On one end of the spectrum, the rules that apply to routine criminals who pursue finite goals are skewed, and properly so, to assure that only the highest level of proof will result in a conviction. But those rules do not protect a society that must gather information about, and at least incapacitate, people who have cosmic goals that they are intent on achieving by cataclysmic means.
Khalid Sheikh Mohammed, the mastermind of the 9/11 attacks, is said to have told his American captors that he wanted a lawyer and would see them in court. If the Supreme Court rules -- in a case it has agreed to hear relating to Guantanamo detainees -- that foreigners in U.S. custody enjoy the protection of our Constitution regardless of the place or circumstances of their apprehension, this bold joke could become a reality.
The director of an organization purporting to protect constitutional rights has announced that his goal is to unleash a flood of lawyers on Guantanamo so as to paralyze interrogation of detainees. Perhaps it bears mention that one unintended outcome of a Supreme Court ruling exercising jurisdiction over Guantanamo detainees may be that, in the future, capture of terrorism suspects will be forgone in favor of killing them. Or they may be put in the custody of other countries like Egypt or Pakistan that are famously not squeamish in their approach to interrogation -- a practice, known as rendition, followed during the Clinton administration.
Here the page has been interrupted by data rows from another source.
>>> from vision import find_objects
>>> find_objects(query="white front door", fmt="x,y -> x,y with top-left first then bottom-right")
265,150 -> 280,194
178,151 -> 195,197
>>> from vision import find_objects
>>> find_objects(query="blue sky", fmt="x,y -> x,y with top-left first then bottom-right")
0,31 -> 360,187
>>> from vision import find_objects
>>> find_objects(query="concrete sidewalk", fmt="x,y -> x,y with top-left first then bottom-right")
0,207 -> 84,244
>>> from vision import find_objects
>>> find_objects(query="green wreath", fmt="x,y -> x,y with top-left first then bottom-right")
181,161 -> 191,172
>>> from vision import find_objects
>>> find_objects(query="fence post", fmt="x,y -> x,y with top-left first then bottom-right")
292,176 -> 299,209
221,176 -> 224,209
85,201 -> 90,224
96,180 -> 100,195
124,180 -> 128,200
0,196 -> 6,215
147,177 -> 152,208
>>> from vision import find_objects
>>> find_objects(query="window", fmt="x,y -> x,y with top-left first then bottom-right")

At the other end of the spectrum, if conventional legal rules are adapted to deal with a terrorist threat, whether by relaxed standards for conviction, searches, the admissibility of evidence or otherwise, those adaptations will infect and change the standards in ordinary cases with ordinary defendants in ordinary courts of law.
What is to be done? The Military Commissions Act of 2006 and the Detainee Treatment Act of 2005 appear to address principally the detainees at Guantanamo. In any event, the Supreme Court's recently announced determination to review cases involving the Guantanamo detainees may end up making commissions, which the administration delayed in convening, no longer possible.
There have been several proposals for a new adjudicatory framework, notably by Andrew C. McCarthy and Alykhan Velshi of the Center for Law & Counterterrorism, and by former Deputy Attorney General George J. Terwilliger. Messrs. McCarthy and Velshi have urged the creation of a separate national security court staffed by independent, life-tenured judges to deal with the full gamut of national security issues, from intelligence gathering to prosecution. Mr. Terwilliger's more limited proposals address principally the need to incapacitate dangerous people, by using legal standards akin to those developed to handle civil commitment of the mentally ill.
These proposals deserve careful scrutiny by the public, and particularly by the U.S. Congress. It is Congress that authorized the use of armed force after Sept. 11 -- and it is Congress that has the constitutional authority to establish additional inferior courts as the need may be, or even to modify the Supreme Court's appellate jurisdiction.
Perhaps the world's greatest deliberative body (the Senate) and the people's house (the House of Representatives) could, while we still have the leisure, turn their considerable talents to deliberating how to fix a strained and mismatched legal system, before another cataclysm calls forth from the people demands for hastier and harsher results.
Mr. Mukasey was the district judge who signed the material witness warrant authorizing Jose Padilla's arrest in 2002, and who handled the case while it remained in the Southern District of New York. He was also the trial judge in United States v. Abdel Rahman et al. Retired from the bench, he is now a partner at Patterson Belknap Webb & Tyler in New York.